Miyake is one of Yamato regime's ruling systems. Miyake also means directly controlled lands located across Japan, and is believed to be a predecessor of Japan's local bureaucratic system.
The word 'Miyake' was used in the "Nihonshoki" (Chronicles of Japan).
To describe 'Miyake' in Japanese kanji, '屯家,' '御宅,' '三宅,' and '三家' were used in the Japan's ancient historical books such as the "Kojiki" and the "Fudoki" to describe 'Miyake.'
Miyake's 'Mi' means honorific, and 'yake' represents 'houses;' in this case the word is used to mean Yamato government's storages located in its regional domains. Miyake' includes lands directly managed by the Yamato government.
Whether the Yamato government directly managed or not, it imposed taxes on all Miyakes. From one era to another, the characteristics of Miyake seem to have changed, but the details are not known.
Miyake was abolished at the time of the Taika Reforms.
There were a variety of management methods and labor forces.
The management method of Miyake progressed along with the development of tumulus, and its history is generally divided into earlier and later periods around the 5th Century A.D.
Before Kenzo and Ninken dynasty, earlier Miyakes are believed to have emerged only in and around Kinai region, provinces adjacent to Kyoto and Nara. For example, the "Kiki" ("Nihonshoki" and "Kojiki") refers to Miyakes in 'Yamato,' 'Mamuta,' 'Yosami,' and 'Awaji,' while the "Harimakoku Fudoki" mentions those in 'Shikama Sakoku,' and Shijimi Miyake is found in both books.
These miyakes were developed and run by the great king of the Yamato Sovereignty. For example, the "Kiki" says the great kings of Suinin and Keiko dynasties were personally involved in the process of establishing Yamato miyake in the area believed to be the surrounding area of today's Miyake-cho, Shiki-gun, Nara Prefecture. They built storages called 'miyake' on a slightly elevated area, and developed and cultivated arable lands called 'Yamato-no-miyake' in low-humidity areas. These miyakes were believed to be built around the 5th Century A.D. They also built Yosami no Miyake in the area stretching from Abiko-cho, Sumiyoshi Ward, Osaka City to Matsubara City where they constructed Yosami no ike-Pond and irrigation facilities.

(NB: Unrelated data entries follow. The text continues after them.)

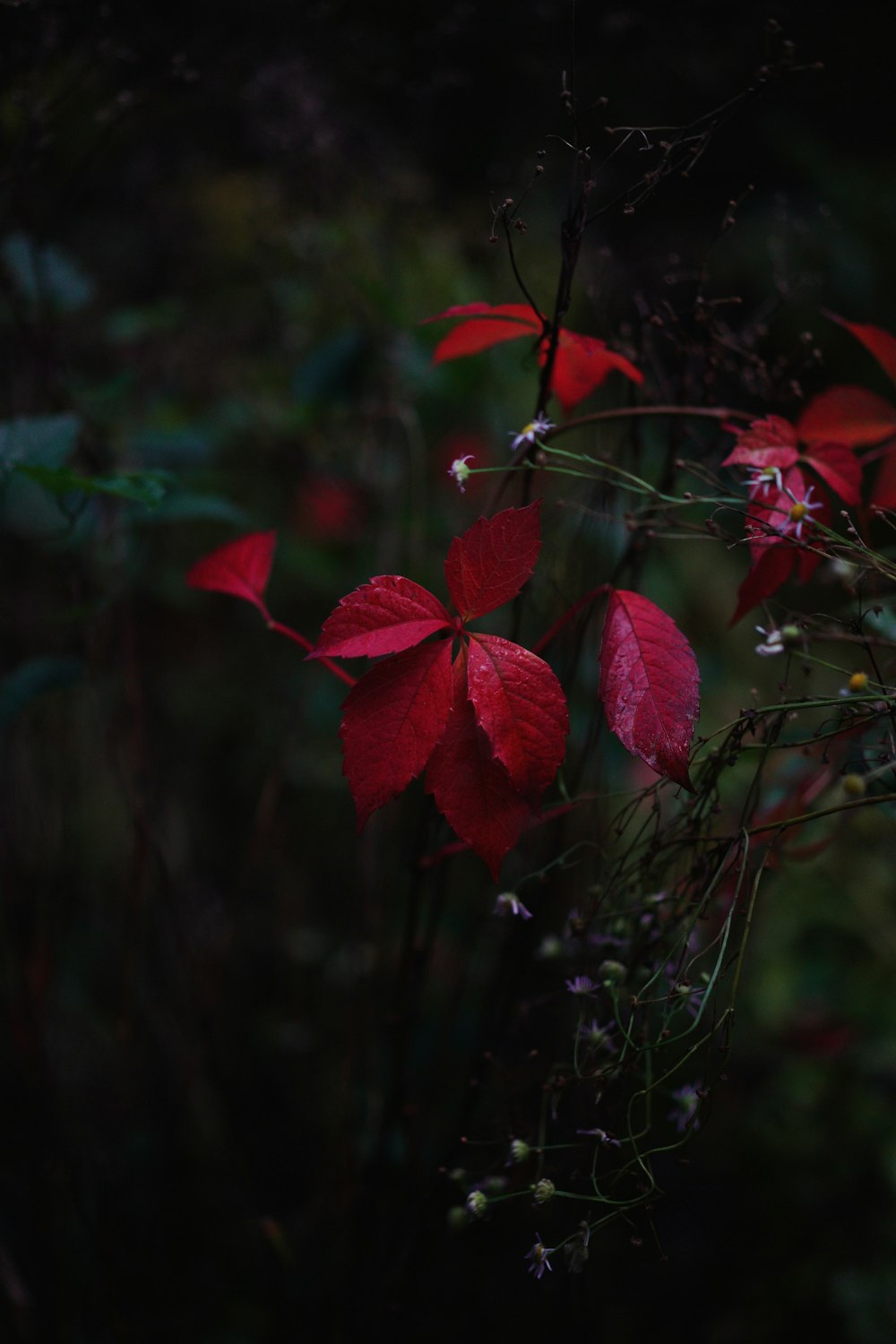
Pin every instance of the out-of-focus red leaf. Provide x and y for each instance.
(874, 339)
(763, 459)
(884, 491)
(330, 510)
(770, 443)
(848, 416)
(649, 685)
(772, 569)
(770, 432)
(471, 789)
(241, 569)
(583, 363)
(490, 562)
(839, 468)
(516, 312)
(487, 325)
(521, 709)
(384, 616)
(392, 720)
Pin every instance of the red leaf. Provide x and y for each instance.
(771, 432)
(884, 491)
(767, 444)
(241, 569)
(470, 788)
(521, 709)
(839, 468)
(583, 363)
(384, 616)
(771, 511)
(649, 685)
(487, 327)
(874, 339)
(411, 707)
(490, 562)
(848, 416)
(392, 720)
(772, 569)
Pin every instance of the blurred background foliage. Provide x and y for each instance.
(218, 236)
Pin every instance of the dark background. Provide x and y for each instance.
(239, 218)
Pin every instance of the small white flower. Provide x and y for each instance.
(508, 903)
(460, 472)
(530, 433)
(774, 642)
(799, 513)
(761, 478)
(778, 640)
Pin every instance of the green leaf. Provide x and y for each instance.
(45, 274)
(34, 677)
(38, 440)
(142, 487)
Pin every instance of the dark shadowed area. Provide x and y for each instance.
(244, 1048)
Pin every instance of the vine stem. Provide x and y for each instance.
(630, 411)
(306, 644)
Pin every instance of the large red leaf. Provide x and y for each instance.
(241, 569)
(392, 720)
(583, 363)
(649, 685)
(839, 468)
(848, 416)
(471, 789)
(384, 616)
(520, 706)
(490, 562)
(874, 339)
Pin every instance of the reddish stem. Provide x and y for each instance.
(306, 644)
(567, 616)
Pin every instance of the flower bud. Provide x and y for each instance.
(476, 1203)
(543, 1191)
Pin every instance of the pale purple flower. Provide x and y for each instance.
(600, 1134)
(761, 478)
(508, 903)
(538, 1257)
(772, 642)
(595, 1037)
(458, 470)
(530, 433)
(582, 986)
(799, 513)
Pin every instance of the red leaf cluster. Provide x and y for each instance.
(856, 417)
(786, 503)
(649, 685)
(487, 725)
(581, 365)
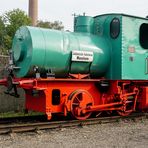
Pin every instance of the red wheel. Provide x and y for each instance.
(80, 99)
(127, 108)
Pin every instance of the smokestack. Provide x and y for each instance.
(33, 11)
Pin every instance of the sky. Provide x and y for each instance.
(63, 10)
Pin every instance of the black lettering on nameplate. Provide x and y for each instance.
(82, 56)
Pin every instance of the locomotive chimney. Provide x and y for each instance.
(33, 11)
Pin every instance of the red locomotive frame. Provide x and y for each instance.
(81, 96)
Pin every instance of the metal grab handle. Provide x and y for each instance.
(146, 66)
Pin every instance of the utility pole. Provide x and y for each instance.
(33, 11)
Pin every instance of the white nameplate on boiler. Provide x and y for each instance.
(82, 56)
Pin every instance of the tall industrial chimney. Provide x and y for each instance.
(33, 11)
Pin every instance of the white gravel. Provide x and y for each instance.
(124, 134)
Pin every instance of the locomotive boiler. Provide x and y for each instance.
(101, 66)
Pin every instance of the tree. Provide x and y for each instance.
(51, 25)
(12, 20)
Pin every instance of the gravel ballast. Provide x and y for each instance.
(124, 134)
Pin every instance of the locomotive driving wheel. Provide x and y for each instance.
(127, 108)
(80, 100)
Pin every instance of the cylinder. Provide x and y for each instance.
(59, 52)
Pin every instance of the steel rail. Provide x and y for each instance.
(32, 127)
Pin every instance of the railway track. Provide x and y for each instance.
(32, 127)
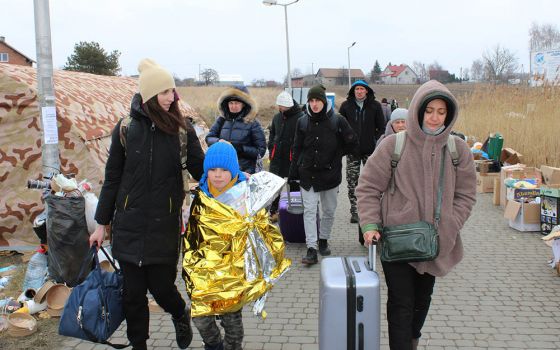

Miyakes were owned and directly managed by the royal family. Awaji no Miyake built in the Chuai Dynasty had a hunting ground instead of a farm land. Imperial subjects such as fishermen and hunters paid their customs by offering their catches to the imperial household. Shijimi no Miyake of Harima, believed to have lied along the upper Kako River (today's Miki City), was managed by Oshimumibe no Miyatsukohosome.